改訂新版 世界大百科事典 「センモウチュウ」の意味・わかりやすい解説
センモウチュウ (旋毛虫)
Trichinella spiralis
線形動物双器綱センモウチュウ科の1種。寄生虫の一つで,ヒトその他多くの哺乳類が感染する。成虫の大きさは,雄が長さ1.4~1.6mm,幅0.04~0.06mm,雌が長さ3~4mm,幅0.06~0.07mm。ヒトへの感染は,ブタ,イノシシ,クマ,ウマなどの生肉,加熱不十分な肉料理,乾燥肉,塩蔵肉などを食べることによって起こる。被包に包まれた幼虫を有する肉を食べると,幼虫は小腸内で消化液の作用で被包から出て小腸粘膜に侵入し,数日以内に成虫となり交尾する。
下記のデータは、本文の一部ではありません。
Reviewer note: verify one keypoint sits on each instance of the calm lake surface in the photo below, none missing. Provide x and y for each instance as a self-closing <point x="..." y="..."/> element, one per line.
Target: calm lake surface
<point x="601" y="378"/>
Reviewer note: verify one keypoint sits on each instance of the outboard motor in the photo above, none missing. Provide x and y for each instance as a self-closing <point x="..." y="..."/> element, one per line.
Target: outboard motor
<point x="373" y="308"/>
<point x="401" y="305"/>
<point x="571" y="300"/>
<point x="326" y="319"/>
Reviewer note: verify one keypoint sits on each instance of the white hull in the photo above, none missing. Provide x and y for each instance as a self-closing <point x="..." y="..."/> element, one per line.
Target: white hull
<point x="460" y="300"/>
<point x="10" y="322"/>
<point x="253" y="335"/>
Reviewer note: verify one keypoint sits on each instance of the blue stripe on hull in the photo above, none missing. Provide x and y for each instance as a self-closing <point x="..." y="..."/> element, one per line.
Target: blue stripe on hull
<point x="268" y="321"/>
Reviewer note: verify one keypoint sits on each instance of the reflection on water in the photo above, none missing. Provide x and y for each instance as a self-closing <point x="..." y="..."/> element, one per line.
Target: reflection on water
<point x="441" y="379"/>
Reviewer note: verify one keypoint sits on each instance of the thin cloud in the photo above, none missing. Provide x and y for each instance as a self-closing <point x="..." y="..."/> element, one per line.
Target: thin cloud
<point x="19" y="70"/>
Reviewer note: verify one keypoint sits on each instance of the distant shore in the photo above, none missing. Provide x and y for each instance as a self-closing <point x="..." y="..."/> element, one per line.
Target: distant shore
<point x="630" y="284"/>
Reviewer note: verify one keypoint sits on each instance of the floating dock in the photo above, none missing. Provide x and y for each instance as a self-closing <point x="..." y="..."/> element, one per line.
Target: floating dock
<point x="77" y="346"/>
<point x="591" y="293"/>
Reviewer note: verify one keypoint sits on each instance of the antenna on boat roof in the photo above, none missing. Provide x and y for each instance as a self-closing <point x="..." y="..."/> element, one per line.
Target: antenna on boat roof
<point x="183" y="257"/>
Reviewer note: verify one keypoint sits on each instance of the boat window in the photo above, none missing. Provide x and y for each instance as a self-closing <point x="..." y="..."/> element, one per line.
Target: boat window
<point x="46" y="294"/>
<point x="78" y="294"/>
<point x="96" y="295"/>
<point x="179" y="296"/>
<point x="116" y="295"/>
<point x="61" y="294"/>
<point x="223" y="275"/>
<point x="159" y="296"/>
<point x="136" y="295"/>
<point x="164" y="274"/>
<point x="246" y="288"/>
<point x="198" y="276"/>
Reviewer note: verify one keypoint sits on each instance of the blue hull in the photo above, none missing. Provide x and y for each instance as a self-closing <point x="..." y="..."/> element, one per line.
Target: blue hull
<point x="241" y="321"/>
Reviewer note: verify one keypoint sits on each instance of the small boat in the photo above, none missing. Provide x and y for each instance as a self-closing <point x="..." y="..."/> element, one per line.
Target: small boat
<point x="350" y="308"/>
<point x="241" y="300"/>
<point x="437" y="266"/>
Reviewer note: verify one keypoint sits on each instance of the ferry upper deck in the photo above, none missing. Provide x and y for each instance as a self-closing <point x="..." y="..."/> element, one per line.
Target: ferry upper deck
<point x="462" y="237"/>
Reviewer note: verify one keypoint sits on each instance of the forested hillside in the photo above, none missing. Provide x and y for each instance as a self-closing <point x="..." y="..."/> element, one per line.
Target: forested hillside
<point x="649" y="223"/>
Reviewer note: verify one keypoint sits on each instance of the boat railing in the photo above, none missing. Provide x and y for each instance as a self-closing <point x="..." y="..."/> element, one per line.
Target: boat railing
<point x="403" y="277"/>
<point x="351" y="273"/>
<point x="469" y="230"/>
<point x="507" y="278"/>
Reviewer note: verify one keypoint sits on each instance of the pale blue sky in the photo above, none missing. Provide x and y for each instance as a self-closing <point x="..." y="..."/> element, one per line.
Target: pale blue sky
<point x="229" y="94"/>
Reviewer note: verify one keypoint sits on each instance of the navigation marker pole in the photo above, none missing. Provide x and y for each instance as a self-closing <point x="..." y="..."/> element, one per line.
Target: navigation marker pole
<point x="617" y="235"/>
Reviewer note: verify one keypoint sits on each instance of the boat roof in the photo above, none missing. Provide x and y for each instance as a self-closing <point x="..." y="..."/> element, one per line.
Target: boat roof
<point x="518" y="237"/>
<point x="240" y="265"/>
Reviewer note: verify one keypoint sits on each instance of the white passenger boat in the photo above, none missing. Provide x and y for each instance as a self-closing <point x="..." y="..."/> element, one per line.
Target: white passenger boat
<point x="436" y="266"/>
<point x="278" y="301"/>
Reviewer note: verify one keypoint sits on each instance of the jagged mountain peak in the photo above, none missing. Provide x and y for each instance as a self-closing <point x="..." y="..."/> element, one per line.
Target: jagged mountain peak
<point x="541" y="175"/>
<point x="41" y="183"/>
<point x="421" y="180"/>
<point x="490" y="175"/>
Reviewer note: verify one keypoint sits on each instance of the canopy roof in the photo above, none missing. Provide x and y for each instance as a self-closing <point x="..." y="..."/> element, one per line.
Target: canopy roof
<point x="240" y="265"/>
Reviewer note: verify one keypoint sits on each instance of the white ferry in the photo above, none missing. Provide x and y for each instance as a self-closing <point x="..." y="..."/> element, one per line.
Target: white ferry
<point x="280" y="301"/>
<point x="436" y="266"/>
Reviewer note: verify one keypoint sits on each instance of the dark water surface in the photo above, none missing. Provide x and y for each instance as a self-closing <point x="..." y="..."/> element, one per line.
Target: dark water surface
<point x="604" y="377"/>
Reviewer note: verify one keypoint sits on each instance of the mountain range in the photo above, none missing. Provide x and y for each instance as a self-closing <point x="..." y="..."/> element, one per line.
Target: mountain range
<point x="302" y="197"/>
雌は,腸間膜リンパ節などで幼虫を産む。幼虫は体内を移行し,横紋筋に侵入する。筋細胞は被包物質を幼虫の回りに沈着させて,幼虫を包み込む。被包内にある幼虫は何年も生存して,次の宿主に食われるのを待つ。ヒトが感染すると,成虫の発育に伴う嘔吐,下痢などの消化器系症状と,幼虫の筋肉侵入に伴う高熱,筋肉痛,浮腫などの症状が生じ,死亡する場合もある。的確な治療法はない。欧米では重大な寄生虫病であるが,日本ではほとんど症例をみない。